My former colleague Michelle Harner has written an interesting paper entitled The Value of “Thinking Like a Lawyer.” Michelle recognizes that the market for legal services is changing, but argues for the preservation of that unique set of analytical skills that those in the legal profession call thinking like a lawyer.
Here’s the abstract:
“The legal profession was hit particularly hard by the recent recession. Law firms laid off lawyers in record numbers, and law school graduates found few if any employment opportunities. Clients also started rethinking the terms of the lawyer-client relationship, at least in the larger law firm context. Some commentators suggest that these changes are indicative of things to come; that the legal profession is undergoing a long-overdue paradigm shift that will permanently change the nature of the legal profession. This Essay examines these developments through the lens of Larry Ribstein’s The Death of Big Law and Richard Susskind’s The End of Lawyers?: Rethinking the Nature of Legal Services. It compares and contrasts Ribstein’s and Susskind’s analyses of the profession and assesses potential lessons for lawyers, clients, and legal educators. This Essay concludes by encouraging professionals to remain open to changes that improve efficiency and client service. It also stresses the value of preserving and promoting the hallmark of being a lawyer - that is, thinking like a lawyer.”
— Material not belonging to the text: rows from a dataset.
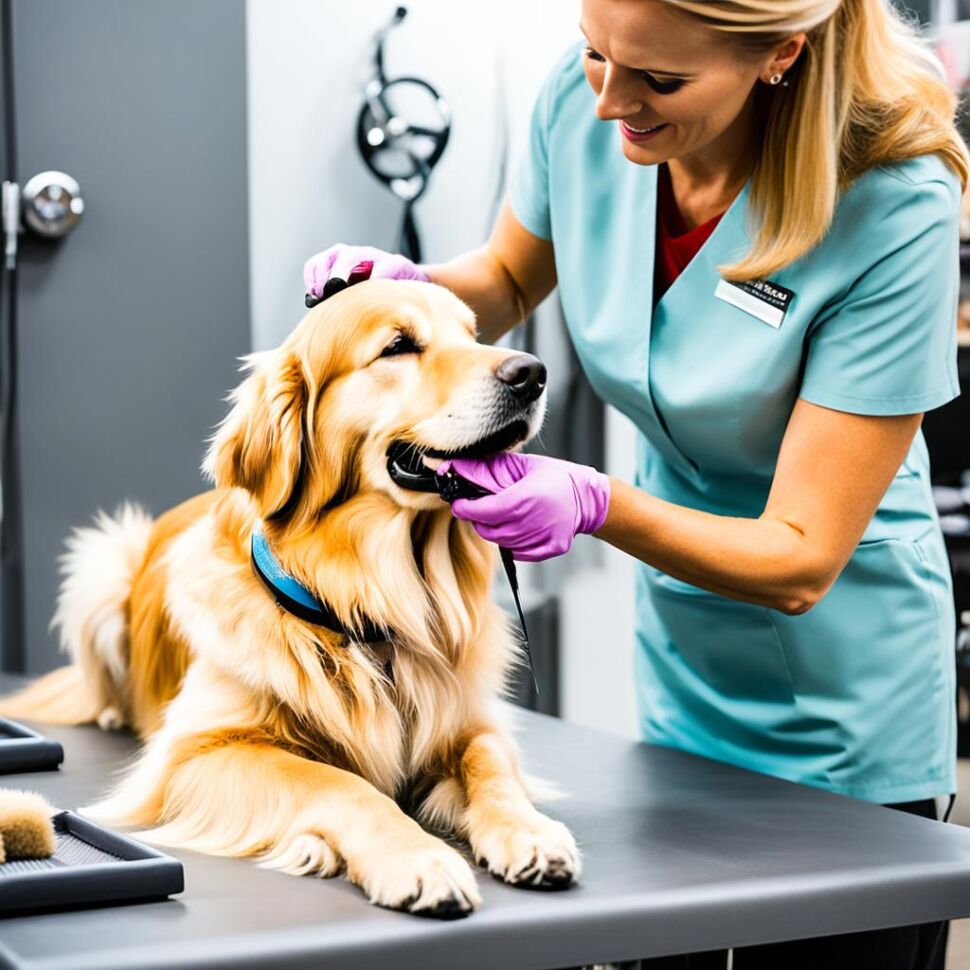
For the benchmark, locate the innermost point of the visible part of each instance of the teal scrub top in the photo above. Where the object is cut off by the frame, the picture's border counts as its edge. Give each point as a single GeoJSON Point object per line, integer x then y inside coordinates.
{"type": "Point", "coordinates": [856, 695]}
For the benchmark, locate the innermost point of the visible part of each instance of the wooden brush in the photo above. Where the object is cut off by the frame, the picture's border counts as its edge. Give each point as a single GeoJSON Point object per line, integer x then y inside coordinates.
{"type": "Point", "coordinates": [26, 829]}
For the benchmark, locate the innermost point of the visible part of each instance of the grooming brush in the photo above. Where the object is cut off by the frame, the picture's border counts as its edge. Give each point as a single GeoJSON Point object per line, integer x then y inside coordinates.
{"type": "Point", "coordinates": [26, 829]}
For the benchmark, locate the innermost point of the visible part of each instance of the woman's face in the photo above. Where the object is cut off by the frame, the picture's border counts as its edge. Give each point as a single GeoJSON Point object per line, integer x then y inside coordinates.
{"type": "Point", "coordinates": [653, 67]}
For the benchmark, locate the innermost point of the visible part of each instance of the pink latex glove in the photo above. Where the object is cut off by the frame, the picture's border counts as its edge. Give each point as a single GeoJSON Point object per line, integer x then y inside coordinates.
{"type": "Point", "coordinates": [539, 504]}
{"type": "Point", "coordinates": [341, 260]}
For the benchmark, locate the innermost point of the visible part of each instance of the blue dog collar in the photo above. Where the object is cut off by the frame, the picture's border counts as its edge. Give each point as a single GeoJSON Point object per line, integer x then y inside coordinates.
{"type": "Point", "coordinates": [295, 598]}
I agree, but how do we make sure law schools can teach people to think like lawyers when our hiring criteria increasingly privilege people who do interdisciplinary and empirical rather than traditional legal scholarship? When we hire people with mediocre law credentials just because they're good at running regressions or have a PhD? Or when the PhDs we hire went the law route either because law schools pay more or because they didn't have the chops to get a top job in their home discipline.
If we were still trying to hire folks because they were EIC of a top law review, head of their law school class, had a good clerkship, and some experience in a top law firm doing real law, I'd be more confident of our ability to teach people to think like lawyers instead of teaching them to think like mediocre statisticians, sociologists, philosophers, economists, or what have you.